I’ve had a big shift in life recently, which has been building for some time. The preoccupation with meditation and other insight practices has been pushed aside in favour of cleaning up my act- what I’ve called virtue practice before, but is so much more than that.
You can expect a more personal, plain, thoughtful and tentative kind of post for now, being as honest as I can. I am not offering formal teaching for now as I don’t feel ready anymore- but I do want to share what I’m exploring for the benefit of myself and others. Anything I say is entirely speaking for myself; though interestingly, the word ‘my’ seems fraught with implications of ownership in a world that obviously isn’t ‘mine’.
Life/practice: it seems even more wrong, divisive and arrogant, to separate the two. Practice feels very much here and now, or nowhere, at the moment, which is to say that trying to hunt down a magical realm where no one suffers isn’t the point any more. I haven’t experienced weird stuff in practice for months or years and it really feels like that’s because I don’t need it at the moment. The longing for nondual experiences and shifts in perception is an obstacle to what needs attention.
Tipping points in life seem to come with a long build up. The wheel of practice spins fast and slow, like a driver forever missing the right exit; until they work out their mistake, and suddenly the way out seems so obvious. There has been a lot of physical pain in meditation for some time, as knots immediately appear in my stomach and chest as I try and settle. This is the anxiety, I am sure, of the unconscious desire to have blissful experiences and profound insights.
I have been feeling more and more guilt, shame, anger and sadness. Constant judgement of self and others, as well as obsessing about past and future, are suddenly obvious and wrecking the concentration of the formal sit in prayer that used to be a way of escaping it. Regrettably I have been pushing them down by various unhelpful and hurtful methods, subjecting people and myself harmfully to them rather than handling them. Anyone who has had problems with addictions, obsessions or simply stubborn bad habits will emphathise.
This is not something that can go on, in all conscience, and my conscience is finally, thankfully raw; easily pricked the way it used to be, before defensiveness took its place out of an understandable inability to cope in a younger version of myself. It is all part of the process and so needs some forgiveness, but it also needs some penance and work now that I know better.
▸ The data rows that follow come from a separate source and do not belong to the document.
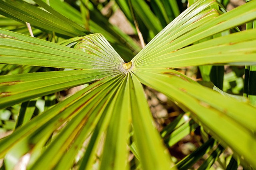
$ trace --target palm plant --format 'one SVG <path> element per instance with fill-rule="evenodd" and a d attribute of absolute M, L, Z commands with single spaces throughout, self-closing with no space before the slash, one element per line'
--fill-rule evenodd
<path fill-rule="evenodd" d="M 256 19 L 256 1 L 228 12 L 218 1 L 191 1 L 191 6 L 161 31 L 178 14 L 165 13 L 177 10 L 164 8 L 175 8 L 176 4 L 151 1 L 158 5 L 155 11 L 162 10 L 155 14 L 144 1 L 116 0 L 128 20 L 138 20 L 134 27 L 147 29 L 142 33 L 149 42 L 141 51 L 88 1 L 80 1 L 82 15 L 60 1 L 34 1 L 40 8 L 33 2 L 0 0 L 0 14 L 30 23 L 40 38 L 18 33 L 21 27 L 14 31 L 0 29 L 0 63 L 9 74 L 0 76 L 0 108 L 14 109 L 21 103 L 14 130 L 0 140 L 6 169 L 24 162 L 28 169 L 37 170 L 70 169 L 74 164 L 80 170 L 97 165 L 104 170 L 188 169 L 208 154 L 200 168 L 206 169 L 228 147 L 233 154 L 224 168 L 234 169 L 239 164 L 256 168 L 256 109 L 246 99 L 224 96 L 212 89 L 223 94 L 216 87 L 204 87 L 174 69 L 201 66 L 207 77 L 204 67 L 209 66 L 203 65 L 255 64 L 256 31 L 240 32 L 236 27 Z M 81 17 L 89 12 L 96 17 Z M 33 72 L 39 69 L 51 71 Z M 54 93 L 86 84 L 54 102 Z M 186 112 L 160 135 L 142 84 L 165 94 Z M 44 111 L 34 115 L 35 101 L 41 96 L 45 96 Z M 198 125 L 206 133 L 205 142 L 175 162 L 166 147 Z M 128 160 L 130 150 L 135 167 Z"/>

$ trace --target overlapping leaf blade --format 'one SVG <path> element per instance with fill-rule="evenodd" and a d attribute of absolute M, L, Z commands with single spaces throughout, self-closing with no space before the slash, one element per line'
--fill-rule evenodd
<path fill-rule="evenodd" d="M 47 12 L 22 0 L 1 0 L 0 3 L 0 14 L 18 21 L 29 23 L 44 30 L 70 37 L 82 36 L 90 33 L 63 16 L 62 18 L 58 18 L 54 14 Z"/>
<path fill-rule="evenodd" d="M 195 121 L 255 166 L 253 155 L 256 147 L 247 144 L 256 144 L 256 138 L 252 131 L 256 129 L 256 109 L 189 83 L 177 76 L 178 74 L 174 71 L 164 70 L 162 74 L 148 74 L 148 70 L 136 70 L 134 73 L 142 83 L 165 94 L 184 110 L 191 111 Z"/>

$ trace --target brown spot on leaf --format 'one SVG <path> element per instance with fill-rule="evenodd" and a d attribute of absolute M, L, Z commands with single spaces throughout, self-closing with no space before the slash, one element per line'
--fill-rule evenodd
<path fill-rule="evenodd" d="M 9 94 L 11 92 L 2 92 L 0 93 L 0 97 L 7 97 L 9 96 L 11 96 L 10 94 Z"/>
<path fill-rule="evenodd" d="M 186 93 L 187 92 L 187 90 L 184 89 L 184 88 L 179 88 L 179 89 L 180 89 L 181 91 L 185 92 L 185 93 Z"/>
<path fill-rule="evenodd" d="M 183 77 L 183 76 L 181 76 L 180 75 L 178 74 L 177 73 L 175 73 L 174 72 L 164 72 L 163 73 L 166 74 L 171 74 L 171 75 L 173 75 L 175 76 L 177 76 L 177 77 L 179 77 L 182 78 L 182 79 L 184 80 L 185 80 L 186 82 L 189 82 L 189 81 L 188 81 L 188 80 L 187 80 L 187 79 L 185 77 Z"/>
<path fill-rule="evenodd" d="M 0 38 L 14 38 L 16 39 L 16 38 L 13 37 L 11 37 L 10 36 L 2 34 L 0 33 Z"/>
<path fill-rule="evenodd" d="M 205 107 L 207 108 L 207 109 L 210 109 L 210 108 L 211 108 L 210 106 L 203 101 L 199 101 L 199 104 L 204 106 Z"/>

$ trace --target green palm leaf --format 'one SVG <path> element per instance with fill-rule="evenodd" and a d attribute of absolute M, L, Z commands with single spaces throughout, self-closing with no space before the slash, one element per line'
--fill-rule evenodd
<path fill-rule="evenodd" d="M 6 6 L 14 4 L 2 2 Z M 256 1 L 252 1 L 220 15 L 218 11 L 222 7 L 218 2 L 198 0 L 128 63 L 100 34 L 64 43 L 71 44 L 73 40 L 76 43 L 79 41 L 73 49 L 0 29 L 2 63 L 84 70 L 1 76 L 1 108 L 91 83 L 0 139 L 0 157 L 5 156 L 6 166 L 13 169 L 27 154 L 30 157 L 28 169 L 69 169 L 77 164 L 80 169 L 91 169 L 94 164 L 98 162 L 100 169 L 128 169 L 128 146 L 130 142 L 131 150 L 143 169 L 176 169 L 152 123 L 142 84 L 166 94 L 184 110 L 190 112 L 192 121 L 202 126 L 222 146 L 230 147 L 243 162 L 256 167 L 254 159 L 256 138 L 253 132 L 256 130 L 256 109 L 202 86 L 170 68 L 256 63 L 254 30 L 188 46 L 256 19 Z M 217 8 L 208 10 L 211 6 Z M 13 10 L 1 10 L 8 15 Z M 18 11 L 23 15 L 25 10 Z M 32 16 L 36 17 L 34 15 Z M 41 18 L 42 20 L 46 20 Z M 64 18 L 60 16 L 59 18 Z M 59 21 L 56 20 L 58 23 Z M 74 32 L 65 28 L 59 33 L 67 31 L 70 36 L 81 33 L 78 32 L 81 30 L 70 28 Z M 24 90 L 26 87 L 29 88 Z M 189 133 L 191 127 L 185 121 L 177 121 L 177 126 L 164 131 L 162 135 L 171 131 L 170 136 L 178 141 Z M 193 128 L 197 126 L 194 125 Z M 180 136 L 176 135 L 177 131 Z M 129 137 L 131 141 L 128 141 Z M 88 142 L 84 146 L 86 140 Z M 200 149 L 212 147 L 213 140 L 206 143 Z M 173 144 L 170 143 L 170 145 Z M 102 151 L 96 156 L 97 148 L 100 147 Z M 85 150 L 80 158 L 82 160 L 76 162 L 77 153 L 82 149 Z M 209 161 L 212 162 L 219 155 L 222 148 L 214 152 Z M 192 155 L 188 157 L 191 161 L 198 159 Z M 177 166 L 187 168 L 192 164 L 188 164 L 182 162 Z"/>

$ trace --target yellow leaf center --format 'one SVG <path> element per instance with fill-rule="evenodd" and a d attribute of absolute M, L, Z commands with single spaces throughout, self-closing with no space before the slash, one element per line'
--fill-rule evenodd
<path fill-rule="evenodd" d="M 128 70 L 132 66 L 132 62 L 129 61 L 127 63 L 123 63 L 123 68 L 126 70 Z"/>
This is finally giving rise to more kindness and humility, as my ego is taken down a peg or two; to more perspective and relief, as I assume the real proportions of my life; to honesty and curiosity as I wonder whether what I know is true, and try to live up to how I know I could be. For all the searching for insight, it as always was here staring me in the face, but in a form that I didn’t like – mundane, difficult – and so couldn’t let myself recognise. The way it is always is, beyond my control in some sense, but in a very real sense, my responsibility. This is insight, not pop psychology, because I can see the delusion dissipating; the emperor’s new clothes of pride realised for what they are, leaving me naked and embarrassed. Clothing myself deliberately with an attempt to do better is today’s job.
‘Meeting myself where I am at’ is important. What I feel shame about, rather than vaulting over with a rational recognition of my own fallibility and the multifactorial nature of mistakes, is to be owned as what I honestly feel, boiling up to the surface to be held and coaxed to give up its secrets, using whatever mindfulness I have developed. I can’t look the Unconditional in the face because I don’t have the sufficient grip on the day to day to make such disorientating forays: as the late great Terry Pratchett said, you have to have your feet on the ground to build castles in the air. Acknowledging failings seems infinitely more kind than burying them or rationalising them, and it is a builder of the bliss of blamelessness that I am coming to treasure.
I will still be posting about practical instructions for practice, but you can expect many more exercises from the ‘virtue’ classification and a more personal explanation of why I am doing them, rather than vaguely metaphysical discussions about how they might work, as more than ever I want to write for those who just have to do these practices, are driven to do them. I hope very much that it’ll be of benefit and bring you a lot of joy.